Developers, engineers, and brands are excitedly pushing to get their app on the market, excited about the profit they can make. If you want to make money with a mobile app, however, it’s essential to have clear and well-researched monetization strategies in place.

There are multiple routes to app monetization, giving brands and developers plenty of options when it comes to ways to make a profit.

In this post, we’re going to go over everything that you need to know about app monetization in 2021, including trends in the industry, monetization strategies and when to use them, and tools that can help.

What Is App Monetization?

App monetization is the process of putting systems in place that allow you to make a sustainable profit from your mobile app.

Some branded apps are designed to increase average order value or customer purchases.

Gaming apps might make money from a combination of in-app purchases that allow them to get extra tries, bonus features, or no wait times until the next round.
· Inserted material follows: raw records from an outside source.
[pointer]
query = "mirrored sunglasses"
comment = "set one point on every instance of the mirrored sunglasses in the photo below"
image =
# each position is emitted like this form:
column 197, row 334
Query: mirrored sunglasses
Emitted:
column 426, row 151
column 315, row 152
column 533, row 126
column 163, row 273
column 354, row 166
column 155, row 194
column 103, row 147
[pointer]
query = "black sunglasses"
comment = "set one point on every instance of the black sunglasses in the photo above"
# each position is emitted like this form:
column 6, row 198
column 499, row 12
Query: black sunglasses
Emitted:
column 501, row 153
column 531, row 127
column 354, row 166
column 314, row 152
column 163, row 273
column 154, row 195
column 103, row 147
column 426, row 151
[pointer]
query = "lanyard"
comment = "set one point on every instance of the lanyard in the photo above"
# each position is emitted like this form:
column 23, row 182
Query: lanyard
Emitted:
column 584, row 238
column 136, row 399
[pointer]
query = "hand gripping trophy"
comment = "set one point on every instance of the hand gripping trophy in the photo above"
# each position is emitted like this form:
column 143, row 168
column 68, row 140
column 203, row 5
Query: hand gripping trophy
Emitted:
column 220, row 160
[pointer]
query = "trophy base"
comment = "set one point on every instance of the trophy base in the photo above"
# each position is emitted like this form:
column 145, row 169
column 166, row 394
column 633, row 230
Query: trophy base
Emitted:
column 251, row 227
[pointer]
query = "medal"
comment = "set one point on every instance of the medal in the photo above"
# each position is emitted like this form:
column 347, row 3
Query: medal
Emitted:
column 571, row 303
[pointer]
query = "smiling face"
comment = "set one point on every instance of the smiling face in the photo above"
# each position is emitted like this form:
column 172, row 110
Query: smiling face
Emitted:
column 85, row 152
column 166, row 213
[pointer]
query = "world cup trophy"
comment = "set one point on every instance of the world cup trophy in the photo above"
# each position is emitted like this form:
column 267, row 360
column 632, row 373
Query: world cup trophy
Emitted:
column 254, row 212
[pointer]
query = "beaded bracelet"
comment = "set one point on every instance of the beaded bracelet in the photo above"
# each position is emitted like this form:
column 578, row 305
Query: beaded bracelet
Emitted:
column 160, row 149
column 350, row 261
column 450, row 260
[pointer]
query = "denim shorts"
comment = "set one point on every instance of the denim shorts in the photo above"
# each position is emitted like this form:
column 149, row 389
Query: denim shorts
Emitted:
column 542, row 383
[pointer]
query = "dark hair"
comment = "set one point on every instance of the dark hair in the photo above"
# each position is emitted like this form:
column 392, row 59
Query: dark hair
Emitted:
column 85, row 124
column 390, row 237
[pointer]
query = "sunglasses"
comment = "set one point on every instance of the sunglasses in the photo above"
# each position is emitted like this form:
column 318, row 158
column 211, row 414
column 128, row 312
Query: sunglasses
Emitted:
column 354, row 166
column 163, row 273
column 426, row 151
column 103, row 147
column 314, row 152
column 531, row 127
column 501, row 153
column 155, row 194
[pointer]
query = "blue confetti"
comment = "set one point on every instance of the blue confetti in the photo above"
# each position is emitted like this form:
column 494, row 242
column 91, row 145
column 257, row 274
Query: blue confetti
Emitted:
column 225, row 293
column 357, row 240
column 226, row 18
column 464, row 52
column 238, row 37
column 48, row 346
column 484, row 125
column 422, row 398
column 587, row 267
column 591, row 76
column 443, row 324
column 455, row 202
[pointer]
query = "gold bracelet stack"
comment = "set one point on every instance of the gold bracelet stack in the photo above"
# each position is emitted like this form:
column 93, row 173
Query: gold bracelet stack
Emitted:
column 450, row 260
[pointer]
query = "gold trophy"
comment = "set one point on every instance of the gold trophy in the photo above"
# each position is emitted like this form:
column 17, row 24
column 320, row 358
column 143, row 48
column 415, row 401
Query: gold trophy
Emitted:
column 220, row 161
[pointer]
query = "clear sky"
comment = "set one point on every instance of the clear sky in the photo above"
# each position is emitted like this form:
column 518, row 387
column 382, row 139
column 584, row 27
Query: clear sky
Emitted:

They might also choose to have in-app banner ads or video ads that can net them profit if clicked or viewed.

App monetization is how all apps— including those that are free—are able to yield extreme profitability when executed correctly.

What You Need to Know About App Monetization Trends

There are clear trends and patterns when it comes to app usage and monetization that it’s important to consider.

These include the following:

  • The majority of mobile apps cost less than $1, and most mobile apps on Google and Apple cost less than $5; this means that monetization is required for true profitability
  • There’s been an increase when it comes to in-app spending through 2017-2019
  • Gaming app revenue, in particular, has skyrocketed, starting at $16.7 billion in Q1 2018 and consistently increasing quarter-over-quarter before arriving at $31.9 billion in Q4 2020
  • Gaming app revenue far exceeds non-gaming apps, netting $31.9 billion in Q4 2020 while non-gaming apps reached $10.1 billion the same quarter
  • A 2019 PubMatic study found that 56% of media buyers believed in-app advertising yielded stronger audience targeting than other options; 54% said there was improved customer engagement
  • The percentage of paid apps (which charge a flat fee to download) in the market has been consistently shrinking, falling from 90% in 2011 to around 50% in 2017

Though standard paid apps– which have an initial charge upfront– have been decreasing dramatically over the past decade, app profitability overall is still up substantially for both gaming and non-gaming apps. Monetization is largely thanks to this.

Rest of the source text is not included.